Merchant notes that being selective with patient recruitment did create some challenges for the Phase 2 trial. However, using an external control arm allowed all 47 of the recruited patients to access the study drug, which many are desperate to receive, since these patients do not have an effective treatment option.
“There is really nothing out there for them,” says Merchant. “These patients want a treatment that will help them, and do not care to be part of a control arm. When they volunteer to be part of a clinical trial, their expectation is that they will receive the new treatment. The existing standard of care is not the reason patients choose to be in a trial. That has been a challenge for us.”

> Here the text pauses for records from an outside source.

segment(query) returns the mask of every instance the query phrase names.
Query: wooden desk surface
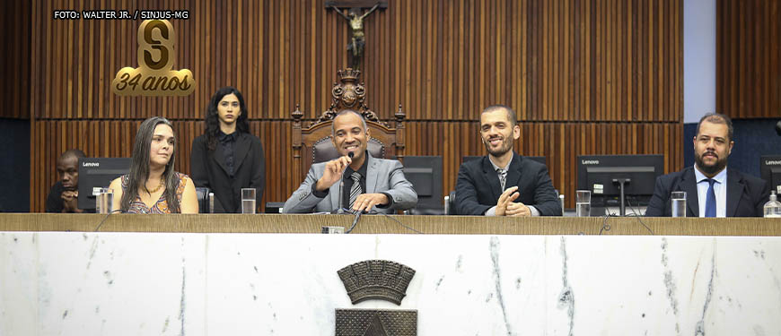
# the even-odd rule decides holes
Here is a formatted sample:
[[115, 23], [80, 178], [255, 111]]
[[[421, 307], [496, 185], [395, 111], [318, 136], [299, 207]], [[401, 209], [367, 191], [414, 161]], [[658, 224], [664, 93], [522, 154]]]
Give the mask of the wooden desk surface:
[[[101, 220], [105, 220], [98, 228]], [[397, 221], [398, 220], [398, 221]], [[0, 231], [320, 233], [352, 215], [0, 214]], [[644, 225], [645, 224], [645, 225]], [[781, 236], [781, 219], [362, 216], [357, 234]], [[646, 228], [647, 227], [647, 228]]]

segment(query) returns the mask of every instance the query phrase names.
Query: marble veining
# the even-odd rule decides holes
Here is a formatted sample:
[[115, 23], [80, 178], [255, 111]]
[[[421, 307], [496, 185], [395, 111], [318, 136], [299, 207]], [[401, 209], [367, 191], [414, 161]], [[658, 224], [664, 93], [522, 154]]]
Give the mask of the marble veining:
[[[715, 246], [715, 244], [716, 244], [716, 242], [714, 241], [714, 246]], [[715, 252], [716, 252], [716, 249], [714, 248], [713, 254], [712, 254], [711, 259], [710, 259], [711, 269], [710, 269], [710, 280], [708, 280], [708, 281], [707, 281], [707, 296], [705, 298], [705, 306], [702, 308], [702, 319], [700, 319], [697, 323], [697, 327], [696, 327], [697, 329], [695, 330], [695, 333], [694, 333], [696, 336], [705, 336], [705, 316], [706, 316], [706, 314], [707, 313], [707, 307], [708, 307], [708, 306], [710, 306], [711, 297], [713, 297], [713, 280], [716, 274]]]
[[566, 238], [561, 237], [561, 294], [558, 296], [559, 308], [566, 309], [566, 315], [569, 317], [567, 324], [569, 326], [568, 335], [572, 336], [573, 328], [575, 328], [575, 293], [569, 286], [569, 280], [566, 277]]
[[[497, 237], [491, 237], [490, 247], [491, 263], [494, 265], [494, 286], [496, 288], [496, 301], [502, 309], [502, 317], [505, 319], [507, 335], [513, 335], [513, 328], [510, 326], [510, 321], [507, 320], [507, 309], [505, 306], [505, 299], [502, 297], [502, 272], [499, 268], [499, 238]], [[487, 302], [488, 300], [486, 301]]]
[[[400, 306], [350, 303], [337, 271], [367, 259], [416, 270]], [[779, 237], [4, 232], [0, 334], [331, 335], [377, 308], [424, 336], [778, 335], [779, 271]]]

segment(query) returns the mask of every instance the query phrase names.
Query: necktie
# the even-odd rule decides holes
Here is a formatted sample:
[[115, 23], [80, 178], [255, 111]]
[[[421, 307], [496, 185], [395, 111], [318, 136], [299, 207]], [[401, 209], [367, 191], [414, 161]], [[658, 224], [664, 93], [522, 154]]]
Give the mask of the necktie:
[[358, 195], [362, 194], [361, 174], [357, 171], [354, 171], [353, 174], [350, 175], [350, 178], [353, 179], [353, 186], [350, 187], [350, 209], [352, 209], [353, 204], [355, 202], [355, 199], [358, 198]]
[[499, 185], [502, 186], [502, 193], [504, 193], [505, 185], [507, 184], [507, 171], [502, 168], [496, 168], [496, 174], [499, 174]]
[[708, 178], [707, 183], [710, 185], [707, 187], [707, 195], [705, 199], [705, 217], [715, 217], [715, 192], [713, 190], [715, 180]]

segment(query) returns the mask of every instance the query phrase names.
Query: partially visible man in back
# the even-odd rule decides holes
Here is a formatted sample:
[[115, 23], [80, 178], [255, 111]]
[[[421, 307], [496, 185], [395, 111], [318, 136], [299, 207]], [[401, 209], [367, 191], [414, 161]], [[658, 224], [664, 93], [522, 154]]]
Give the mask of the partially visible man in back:
[[515, 111], [494, 105], [480, 114], [480, 139], [488, 155], [461, 164], [456, 212], [485, 216], [561, 216], [561, 202], [545, 165], [513, 151], [521, 137]]
[[765, 180], [727, 168], [733, 132], [729, 116], [711, 113], [700, 118], [694, 167], [656, 178], [645, 216], [671, 216], [671, 193], [682, 191], [686, 217], [761, 217], [770, 189]]
[[67, 150], [57, 160], [59, 181], [52, 185], [46, 198], [47, 212], [83, 212], [78, 208], [79, 198], [79, 158], [84, 152]]

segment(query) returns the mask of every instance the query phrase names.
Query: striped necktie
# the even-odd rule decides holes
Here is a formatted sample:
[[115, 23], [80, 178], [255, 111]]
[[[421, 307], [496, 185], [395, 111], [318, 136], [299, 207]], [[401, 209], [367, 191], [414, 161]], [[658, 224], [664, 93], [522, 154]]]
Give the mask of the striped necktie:
[[499, 185], [501, 185], [502, 193], [504, 193], [505, 185], [507, 184], [507, 171], [502, 168], [496, 168], [496, 174], [499, 174]]
[[352, 175], [350, 175], [350, 178], [353, 179], [353, 186], [350, 187], [350, 209], [353, 208], [353, 204], [355, 202], [355, 199], [358, 198], [358, 195], [363, 194], [361, 191], [361, 173], [357, 171], [354, 171]]

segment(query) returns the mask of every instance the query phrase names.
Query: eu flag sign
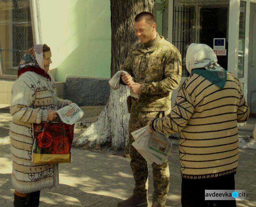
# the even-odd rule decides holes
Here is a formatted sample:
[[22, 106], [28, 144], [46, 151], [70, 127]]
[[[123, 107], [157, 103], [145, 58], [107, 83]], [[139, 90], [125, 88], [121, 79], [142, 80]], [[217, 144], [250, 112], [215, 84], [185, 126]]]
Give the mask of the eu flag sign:
[[214, 50], [225, 50], [226, 45], [226, 38], [213, 38]]

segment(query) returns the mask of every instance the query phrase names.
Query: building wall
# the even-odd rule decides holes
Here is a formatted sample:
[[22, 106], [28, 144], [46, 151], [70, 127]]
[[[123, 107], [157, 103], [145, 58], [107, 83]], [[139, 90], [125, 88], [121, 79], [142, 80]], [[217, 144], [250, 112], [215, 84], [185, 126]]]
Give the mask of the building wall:
[[56, 80], [67, 75], [109, 78], [110, 1], [39, 0], [42, 42], [51, 48]]

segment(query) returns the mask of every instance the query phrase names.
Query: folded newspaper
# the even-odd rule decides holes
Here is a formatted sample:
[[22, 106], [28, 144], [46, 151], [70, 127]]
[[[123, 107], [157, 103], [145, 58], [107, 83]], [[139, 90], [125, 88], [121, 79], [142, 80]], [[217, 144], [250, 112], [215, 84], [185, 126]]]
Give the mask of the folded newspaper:
[[[110, 87], [114, 90], [116, 90], [119, 88], [120, 85], [120, 76], [121, 74], [124, 73], [125, 74], [128, 74], [128, 73], [124, 70], [119, 70], [113, 76], [111, 79], [108, 81], [108, 83]], [[130, 93], [130, 95], [132, 97], [136, 98], [139, 98], [139, 95], [138, 94]]]
[[63, 122], [70, 125], [76, 123], [83, 115], [83, 111], [75, 103], [60, 109], [56, 112]]
[[135, 140], [132, 144], [144, 158], [151, 165], [161, 165], [168, 158], [172, 148], [171, 143], [164, 134], [151, 133], [145, 126], [131, 133]]

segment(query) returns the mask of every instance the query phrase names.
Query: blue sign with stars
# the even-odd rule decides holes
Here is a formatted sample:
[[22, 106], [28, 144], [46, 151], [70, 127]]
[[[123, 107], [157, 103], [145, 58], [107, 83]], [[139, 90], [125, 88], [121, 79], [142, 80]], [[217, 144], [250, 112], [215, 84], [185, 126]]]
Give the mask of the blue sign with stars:
[[213, 39], [214, 50], [224, 50], [226, 48], [225, 38], [214, 38]]

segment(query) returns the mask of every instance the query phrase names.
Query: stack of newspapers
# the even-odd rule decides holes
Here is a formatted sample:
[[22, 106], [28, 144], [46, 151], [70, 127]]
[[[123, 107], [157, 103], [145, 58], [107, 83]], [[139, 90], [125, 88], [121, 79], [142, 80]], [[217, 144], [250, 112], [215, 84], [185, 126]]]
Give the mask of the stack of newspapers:
[[[113, 76], [111, 79], [109, 81], [108, 83], [109, 86], [114, 90], [116, 90], [119, 88], [120, 85], [120, 76], [121, 73], [124, 73], [125, 74], [128, 74], [128, 73], [124, 70], [119, 70]], [[132, 97], [136, 98], [139, 98], [138, 94], [135, 94], [130, 93], [130, 95]]]
[[151, 133], [146, 126], [132, 132], [131, 135], [135, 140], [132, 144], [149, 164], [155, 162], [161, 165], [168, 158], [173, 146], [164, 134]]

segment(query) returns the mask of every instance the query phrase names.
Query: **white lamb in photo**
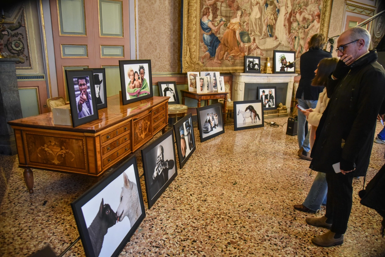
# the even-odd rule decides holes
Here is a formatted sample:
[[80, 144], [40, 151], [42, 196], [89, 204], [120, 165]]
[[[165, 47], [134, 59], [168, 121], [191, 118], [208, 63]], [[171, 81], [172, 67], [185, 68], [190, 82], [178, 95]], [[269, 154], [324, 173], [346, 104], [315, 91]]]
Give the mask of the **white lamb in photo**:
[[125, 172], [124, 186], [121, 193], [120, 203], [116, 211], [117, 221], [121, 221], [125, 216], [128, 217], [131, 227], [135, 223], [142, 214], [139, 194], [136, 184], [130, 181]]

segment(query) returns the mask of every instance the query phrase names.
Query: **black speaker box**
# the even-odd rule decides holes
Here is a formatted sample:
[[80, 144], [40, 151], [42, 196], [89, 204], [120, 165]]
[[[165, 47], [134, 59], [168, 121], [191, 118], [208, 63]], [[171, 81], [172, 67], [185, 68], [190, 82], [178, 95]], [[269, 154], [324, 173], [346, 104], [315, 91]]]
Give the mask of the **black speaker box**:
[[297, 117], [288, 119], [288, 126], [286, 128], [286, 134], [291, 136], [297, 135]]

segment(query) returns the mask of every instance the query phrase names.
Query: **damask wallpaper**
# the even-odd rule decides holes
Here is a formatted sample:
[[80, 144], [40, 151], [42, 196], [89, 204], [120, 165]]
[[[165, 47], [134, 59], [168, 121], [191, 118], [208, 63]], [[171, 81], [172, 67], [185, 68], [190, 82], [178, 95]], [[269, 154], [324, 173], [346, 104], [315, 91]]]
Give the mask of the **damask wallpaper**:
[[137, 1], [139, 58], [152, 73], [179, 72], [181, 1]]

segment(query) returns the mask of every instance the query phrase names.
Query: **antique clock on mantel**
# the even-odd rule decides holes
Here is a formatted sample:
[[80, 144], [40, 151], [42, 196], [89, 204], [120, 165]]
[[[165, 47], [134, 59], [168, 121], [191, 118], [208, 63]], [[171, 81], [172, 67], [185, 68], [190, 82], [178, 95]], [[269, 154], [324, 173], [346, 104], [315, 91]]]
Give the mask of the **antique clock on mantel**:
[[272, 73], [273, 72], [271, 71], [271, 64], [269, 61], [270, 61], [270, 57], [268, 57], [266, 59], [266, 62], [265, 63], [265, 73]]

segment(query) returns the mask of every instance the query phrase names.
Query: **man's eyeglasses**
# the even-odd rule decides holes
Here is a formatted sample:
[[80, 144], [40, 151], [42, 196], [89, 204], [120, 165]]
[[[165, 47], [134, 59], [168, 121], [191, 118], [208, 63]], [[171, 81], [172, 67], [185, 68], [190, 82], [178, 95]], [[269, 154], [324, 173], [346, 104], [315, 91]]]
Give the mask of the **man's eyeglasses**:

It takes time to locate the right patients, and if receiving the standard of care will cause some patients to drop out, then having a smaller control arm supplemented by an external control arm may help expedite the trial and reduce dropouts by making it more likely that a patient would be randomized to receive the study drug. This is the rationale behind the inclusion of an external control arm for MDNA55’s Phase 3 trial. The trial design will require recruiting about 200 patients, with approximately 50 assigned to the control arm and the rest receiving the study drug. The remaining 100 patients needed for the control group will be provided by the external control arm.
“We felt this design was the right way to go for MDNA55,” adds Merchant. “The number of patients we used meant a faster, easier, quicker, and more ethical clinical trial. We were able to directly compare survival rates between our treatment and the standard of care with no sacrifice in quality. Also, matching patients on those 11 prognostic factors is something you can’t do in a randomized controlled trial. This is the first-ever registration trial approved by the FDA that included an external control arm. The control arm we created was robust, and we believe it will set the stage for future clinical trials.”
Medicenna is working with the FDA to finalize the protocol and expects to start its Phase 3 trial for MDNA55 in 2022.